Currently in its third year of funding, the team is leveraging existing architecture and components to integrate control of an unmanned aerial vehicle (UAV) with minimal software changes required. Operating multiple UAVs from a Web browser will provide the air community with a flexible architecture for UAV control and provide a mechanism for sharing both surface and air data among operators and analysts. The team also is extending its full-motion video architecture to generate 3-D models of objects of interest within the camera’s field of view, an experimental technology referred to as “Structure from Motion.” In addition, social and collaboration widgets are being developed to enable operators and analysts aboard different platforms to communicate with one another directly using widgets within the dashboard.

Some of the technology developed within this project already has been applied successfully to a different domain: the management of logistics data from aircraft.

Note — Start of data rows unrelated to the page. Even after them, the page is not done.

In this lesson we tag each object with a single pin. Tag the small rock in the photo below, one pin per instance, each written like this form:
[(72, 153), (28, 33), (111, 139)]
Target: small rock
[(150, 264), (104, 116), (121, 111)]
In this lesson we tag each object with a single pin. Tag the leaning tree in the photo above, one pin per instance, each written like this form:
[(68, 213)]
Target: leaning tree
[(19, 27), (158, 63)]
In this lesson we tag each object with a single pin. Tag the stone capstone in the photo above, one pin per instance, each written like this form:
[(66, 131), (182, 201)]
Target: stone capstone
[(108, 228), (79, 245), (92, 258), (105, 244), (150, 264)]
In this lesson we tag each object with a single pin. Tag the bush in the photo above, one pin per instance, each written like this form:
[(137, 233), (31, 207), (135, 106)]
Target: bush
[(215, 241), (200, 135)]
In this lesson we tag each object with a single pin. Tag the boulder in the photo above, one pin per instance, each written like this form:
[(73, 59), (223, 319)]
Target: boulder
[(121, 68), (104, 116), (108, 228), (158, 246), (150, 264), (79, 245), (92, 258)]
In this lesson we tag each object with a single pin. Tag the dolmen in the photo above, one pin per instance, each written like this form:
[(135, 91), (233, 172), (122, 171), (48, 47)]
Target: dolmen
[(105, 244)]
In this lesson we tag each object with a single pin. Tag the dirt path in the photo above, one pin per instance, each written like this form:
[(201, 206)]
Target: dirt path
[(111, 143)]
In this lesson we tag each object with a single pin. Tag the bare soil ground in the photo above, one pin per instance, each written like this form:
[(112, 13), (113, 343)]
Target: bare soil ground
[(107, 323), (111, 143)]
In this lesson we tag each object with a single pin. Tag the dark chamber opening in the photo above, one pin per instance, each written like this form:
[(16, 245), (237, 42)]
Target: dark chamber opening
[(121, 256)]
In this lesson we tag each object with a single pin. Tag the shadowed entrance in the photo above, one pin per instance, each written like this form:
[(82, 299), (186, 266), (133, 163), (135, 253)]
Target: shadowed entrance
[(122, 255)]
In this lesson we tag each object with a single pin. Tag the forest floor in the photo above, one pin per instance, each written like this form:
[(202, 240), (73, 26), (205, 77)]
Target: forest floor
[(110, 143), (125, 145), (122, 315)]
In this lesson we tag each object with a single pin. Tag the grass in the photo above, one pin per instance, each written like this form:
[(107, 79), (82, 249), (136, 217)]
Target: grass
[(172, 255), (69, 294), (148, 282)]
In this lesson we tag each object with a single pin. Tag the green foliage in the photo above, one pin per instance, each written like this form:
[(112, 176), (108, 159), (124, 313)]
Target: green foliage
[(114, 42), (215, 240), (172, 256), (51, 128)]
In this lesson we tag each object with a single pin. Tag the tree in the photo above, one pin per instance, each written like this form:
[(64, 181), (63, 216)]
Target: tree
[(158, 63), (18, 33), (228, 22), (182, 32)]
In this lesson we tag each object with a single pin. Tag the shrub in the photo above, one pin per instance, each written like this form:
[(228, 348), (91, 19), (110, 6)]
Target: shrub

As part of the Comprehensive Automated Maintenance Environment-Optimized project at SSC Pacific, an effort that uses widgets and the cloud is being developed to provide maintenance personnel with a true condition-based-maintenance-plus capability. Condition-based maintenance enables fault patterns in aircraft components to be discovered before a problem arises within the aircraft. This Readiness Integration Center stores sensor data in the cloud for display within widgets. A suite of services that provides visualization and analytics capabilities is currently being built into the system.

The “UxV to the Cloud via Widgets” prototype has successfully demonstrated a novel approach for operating the Navy’s growing number of unmanned systems and for managing and sharing the sensor data generated by those systems. As a NISE technology transition project, “UxV to the Cloud via Widgets” has secured agreements to transition its technology into multiple Navy programs of record for current and future technologies. Transitioning technology into Navy programs in support of the warfighter is the ultimate barometer of success for the NISE program. “UxV to the Cloud via Widgets” combines command, control, communications, computers, intelligence, surveillance, and reconnaissance assets to reduce manning of unmanned systems while enhancing battlespace awareness—a solution for reducing costs while providing superior information dominance capabilities to warfighters.

 About the Authors

Michael August is the project manager for the Enterprise Cloud Team in the Enterprise Communications and Networks Division at Space and Naval Warfare Systems Center Pacific. Darren Powell is an engineer in the Unmanned Technologies Branch. Charles Yetman is a software engineer in the Command and Intelligence Systems Divisions. Christopher Raney is the head of the Command and Control Technology and Experimentation Division.